Our study has practical implications. The main result from our study is the predominance of digenic disequilibria coupled with insignificant high-order disequilibria. This result supports the current intensive effort of using gametic LD for GWAS and genomic selection in cattle and other animal species. It has been demonstrated (e.g., [3]) that gametic LD in domestic animals may occur at a long distance (> 1 cM) due to the rapid and sudden decline of population size (bottleneck effect) during domestication and at breed formation, in comparison to the situation in human where there is no gametic LD at long distances. However, it has also been suspected that such LD may be in part due to false positive associations resulted from a mixture of multiple breeds or other causes. If the breeds can be identified through pedigree information, Goddard and Hayes [3] suggested the use of breeds as a covariate in the statistical model to minimize such false positive associations. However, animals in our composite beef population had been produced through multi-sire breeding group natural service on pasture over 4-5 generations. Clearly, their breed identity is no longer available despite the inference of parent identity based on the BovineSNP50 Beadchip. So the suggestion by Goddard and Hayes [3] may not be feasible for this composite beef population. Nevertheless, since lack of high-order trigenic and quadrigenic disequilibria coupled with the evidence of insignificant HWD would indicate little non-gametic multilocus correlation [19], our analysis may provide a quick, practical means of assessing the importance of the false positive associations in a multi-breed population.

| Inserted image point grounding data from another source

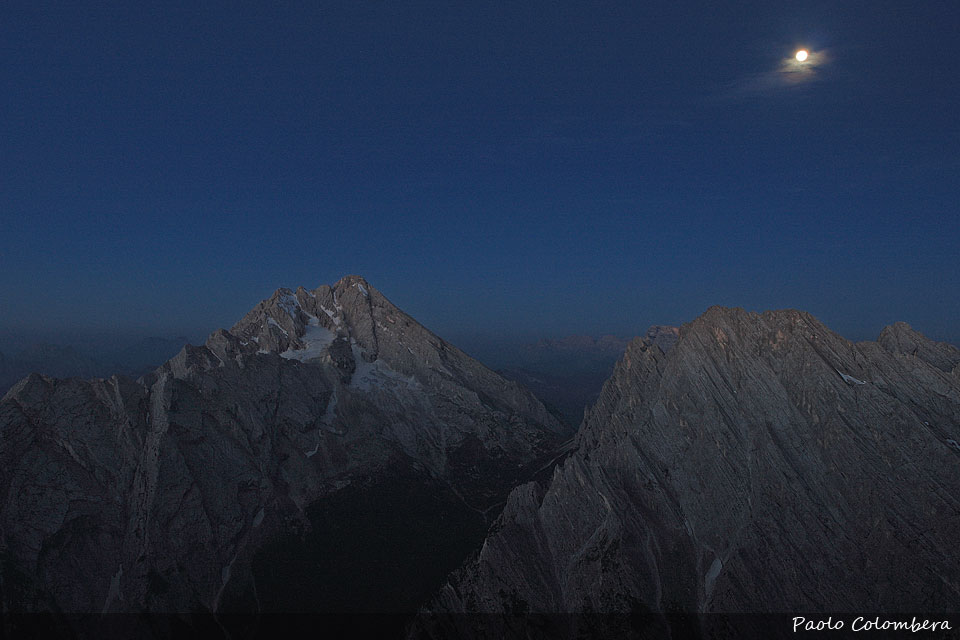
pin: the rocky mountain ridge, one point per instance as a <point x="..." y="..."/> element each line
<point x="763" y="464"/>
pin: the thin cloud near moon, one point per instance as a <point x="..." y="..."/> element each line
<point x="790" y="72"/>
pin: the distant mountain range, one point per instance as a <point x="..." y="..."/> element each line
<point x="66" y="361"/>
<point x="329" y="454"/>
<point x="568" y="373"/>
<point x="761" y="464"/>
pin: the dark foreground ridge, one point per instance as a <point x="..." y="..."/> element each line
<point x="326" y="454"/>
<point x="762" y="464"/>
<point x="469" y="626"/>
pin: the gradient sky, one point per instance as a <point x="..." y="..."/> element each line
<point x="498" y="168"/>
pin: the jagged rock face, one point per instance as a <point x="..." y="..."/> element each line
<point x="763" y="464"/>
<point x="159" y="494"/>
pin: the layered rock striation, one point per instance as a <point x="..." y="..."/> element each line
<point x="762" y="464"/>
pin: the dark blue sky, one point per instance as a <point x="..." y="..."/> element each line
<point x="494" y="168"/>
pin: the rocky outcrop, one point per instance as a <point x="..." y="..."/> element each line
<point x="170" y="493"/>
<point x="763" y="464"/>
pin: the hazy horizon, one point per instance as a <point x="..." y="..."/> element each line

This study is the first major genome-wide survey of high-order genic disequilibria between three or four genes at pairs of 50K SNP markers in a farmed animal species. The survey showed that the trigenic and quadrigenic disequilibria were generally insignificant and two- to three-fold smaller than the usual digenic disequilibria (gametic or composite LD). The powers of tests for these high-order genic disequilibria dropped rapidly even at a very short distance between SNPs. These results support the current intensive focus on the use of gametic LD for GWAS and genomic selection activities in the Kinsella composite beef population.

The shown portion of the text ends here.